- Born: Louise Moore Todd June 17, 1930 Ventnor City, New Jersey, U.S.
- Died: February 2, 2020 (aged 89) South Toe Township, North Carolina, U.S.
- Other names: Louise Todd–Cope Louise Moore Louise M. Todd Cope
- Education: Syracuse University
- Occupations: Artist, educator, author
- Known for: Weaving, fabric art
- Spouse: Edward Todd
- Children: 3

= Louise Todd Cope =

American artist (1930–2020)

Louise Todd Cope (née Louise Moore Todd; June 17, 1930 – February 2, 2020) was an American artist, educator, and poet. She was a noted weaver, and fabric artist.

== Biography ==
Louise Todd Cope was born in 1930 in Ventnor City, New Jersey, and raised outside Philadelphia. She studied at various universities nationally, including at Grinnell College, Syracuse University (1952 BFA degree), the University of Pennsylvania, University of North Carolina at Asheville, and Holy Names University.

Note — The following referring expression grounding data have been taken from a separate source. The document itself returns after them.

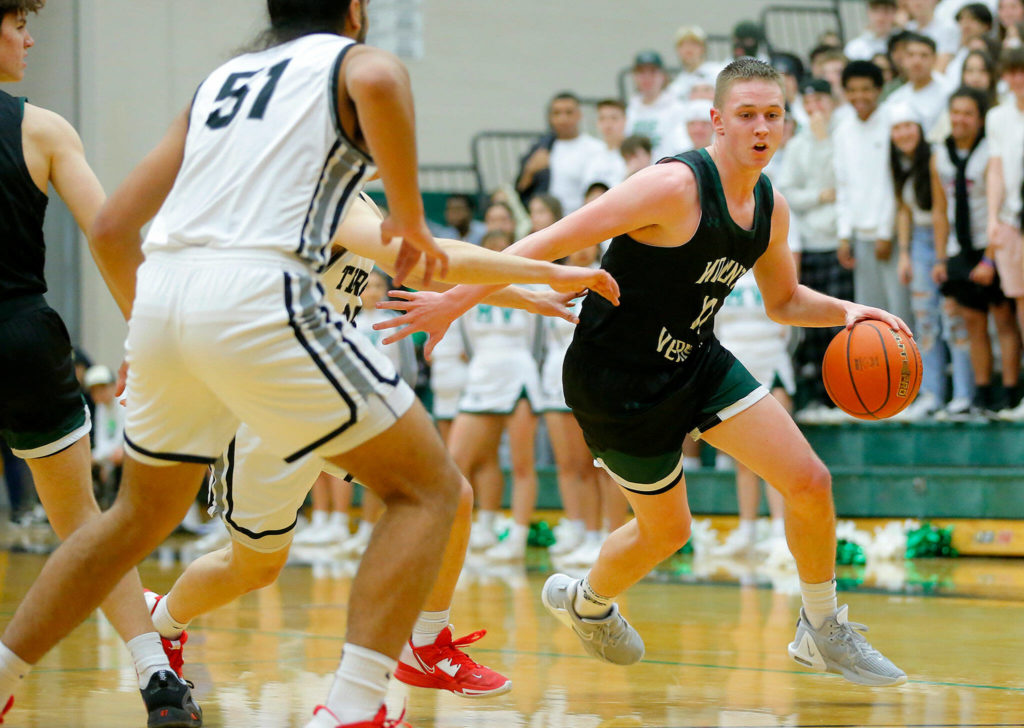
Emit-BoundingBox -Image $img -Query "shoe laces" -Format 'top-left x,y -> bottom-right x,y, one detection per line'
413,628 -> 487,671
161,630 -> 189,678
832,619 -> 885,659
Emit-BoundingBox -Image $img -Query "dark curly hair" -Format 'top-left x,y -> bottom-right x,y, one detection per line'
0,1 -> 44,17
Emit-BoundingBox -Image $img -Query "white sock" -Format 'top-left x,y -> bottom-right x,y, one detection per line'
583,530 -> 602,546
325,644 -> 396,724
328,511 -> 347,529
126,632 -> 172,688
310,510 -> 328,529
800,578 -> 838,629
411,609 -> 450,647
0,642 -> 31,707
736,519 -> 756,540
152,598 -> 189,640
476,510 -> 496,531
682,456 -> 702,471
506,523 -> 528,546
573,574 -> 613,619
771,517 -> 786,539
356,520 -> 374,537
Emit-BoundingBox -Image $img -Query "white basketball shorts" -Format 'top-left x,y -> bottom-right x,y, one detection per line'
123,249 -> 415,468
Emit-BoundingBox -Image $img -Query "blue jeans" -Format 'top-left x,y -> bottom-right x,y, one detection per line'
910,226 -> 973,402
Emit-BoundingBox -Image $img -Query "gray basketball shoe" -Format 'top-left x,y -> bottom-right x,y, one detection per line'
541,573 -> 645,665
788,605 -> 907,686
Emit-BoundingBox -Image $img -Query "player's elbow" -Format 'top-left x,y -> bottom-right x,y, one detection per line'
90,208 -> 128,254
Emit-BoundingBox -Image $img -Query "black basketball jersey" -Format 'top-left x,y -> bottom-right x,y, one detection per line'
0,90 -> 48,303
564,148 -> 774,414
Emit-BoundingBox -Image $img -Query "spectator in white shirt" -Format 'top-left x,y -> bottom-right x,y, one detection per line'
944,3 -> 995,88
625,51 -> 688,161
581,99 -> 627,190
885,33 -> 951,134
985,47 -> 1024,419
666,25 -> 723,102
906,0 -> 962,69
682,99 -> 713,150
620,134 -> 653,177
773,52 -> 811,128
935,0 -> 998,26
846,0 -> 900,60
835,60 -> 913,322
515,92 -> 605,214
997,0 -> 1024,44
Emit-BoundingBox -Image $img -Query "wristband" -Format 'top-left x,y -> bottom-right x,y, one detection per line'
980,256 -> 995,268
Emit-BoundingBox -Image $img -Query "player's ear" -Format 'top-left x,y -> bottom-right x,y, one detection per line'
710,106 -> 725,136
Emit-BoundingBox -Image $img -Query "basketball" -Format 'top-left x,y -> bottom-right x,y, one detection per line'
821,320 -> 922,420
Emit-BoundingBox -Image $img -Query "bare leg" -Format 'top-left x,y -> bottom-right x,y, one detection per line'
992,301 -> 1021,387
24,438 -> 158,645
327,473 -> 352,517
422,477 -> 473,611
702,396 -> 834,584
325,401 -> 460,658
507,399 -> 538,528
586,478 -> 692,597
961,305 -> 992,384
598,471 -> 630,531
360,489 -> 384,523
2,456 -> 208,663
436,419 -> 452,446
164,539 -> 290,624
449,413 -> 505,511
545,411 -> 583,523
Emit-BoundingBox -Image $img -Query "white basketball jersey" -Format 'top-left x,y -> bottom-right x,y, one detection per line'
145,34 -> 376,272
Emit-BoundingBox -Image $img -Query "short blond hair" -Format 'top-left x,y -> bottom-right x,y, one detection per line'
714,58 -> 785,107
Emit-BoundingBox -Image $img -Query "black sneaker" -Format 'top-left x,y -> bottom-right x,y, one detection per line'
141,670 -> 202,727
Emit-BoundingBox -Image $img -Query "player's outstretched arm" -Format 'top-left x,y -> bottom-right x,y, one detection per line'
335,197 -> 618,300
372,163 -> 688,348
341,46 -> 446,285
755,191 -> 912,336
90,110 -> 189,319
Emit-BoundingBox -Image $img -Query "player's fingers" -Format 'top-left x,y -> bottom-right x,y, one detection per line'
371,314 -> 411,329
385,290 -> 415,301
381,327 -> 415,346
421,256 -> 436,288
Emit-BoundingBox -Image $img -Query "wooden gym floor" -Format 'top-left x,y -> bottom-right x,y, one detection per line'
0,536 -> 1021,727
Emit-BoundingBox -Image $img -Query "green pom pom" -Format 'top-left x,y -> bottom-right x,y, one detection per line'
528,520 -> 556,548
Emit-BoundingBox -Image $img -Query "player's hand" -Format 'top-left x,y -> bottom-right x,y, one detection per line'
116,360 -> 129,402
525,148 -> 550,174
844,304 -> 913,338
380,215 -> 449,287
373,289 -> 457,359
897,249 -> 912,285
969,258 -> 996,285
837,240 -> 855,270
875,238 -> 893,261
548,266 -> 620,305
526,289 -> 586,323
987,220 -> 1017,250
932,261 -> 948,285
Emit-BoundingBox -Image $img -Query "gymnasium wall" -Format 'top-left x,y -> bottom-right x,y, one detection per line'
18,0 -> 781,366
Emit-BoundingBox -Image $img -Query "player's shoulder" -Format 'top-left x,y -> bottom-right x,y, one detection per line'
22,103 -> 81,150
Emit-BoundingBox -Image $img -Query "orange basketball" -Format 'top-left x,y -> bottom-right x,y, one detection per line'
822,320 -> 922,420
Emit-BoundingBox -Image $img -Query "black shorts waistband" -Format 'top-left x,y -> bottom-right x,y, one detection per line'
0,294 -> 48,321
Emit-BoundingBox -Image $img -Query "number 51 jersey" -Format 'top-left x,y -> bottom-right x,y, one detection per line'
145,34 -> 376,273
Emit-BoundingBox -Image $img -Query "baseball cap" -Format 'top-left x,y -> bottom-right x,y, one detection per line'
633,50 -> 664,69
675,25 -> 707,46
801,77 -> 832,96
733,20 -> 764,41
84,364 -> 115,388
887,101 -> 921,128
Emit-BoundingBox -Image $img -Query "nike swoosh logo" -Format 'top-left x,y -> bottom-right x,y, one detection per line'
414,654 -> 436,674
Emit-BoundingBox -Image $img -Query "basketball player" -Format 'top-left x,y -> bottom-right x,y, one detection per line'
0,2 -> 199,725
0,3 -> 618,728
146,193 -> 606,700
376,59 -> 910,687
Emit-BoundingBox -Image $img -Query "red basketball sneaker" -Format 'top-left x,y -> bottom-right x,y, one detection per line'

Todd Cope taught textiles at Moore College of Art and Design in Philadelphia from 1970 to 1974; and summer classes at Starr King School for the Ministry in California, Haystack Mountain School of Crafts in Maine and Penland School of Craft in North Carolina. She volunteered for many years with the United Religions Initiative (URI), a grassroots interfaith from San Francisco.

Todd Cope died on February 2, 2020, in South Toe Township, North Carolina.

Her work is included in the collections of the Smithsonian American Art Museum and the Philadelphia Museum of Art.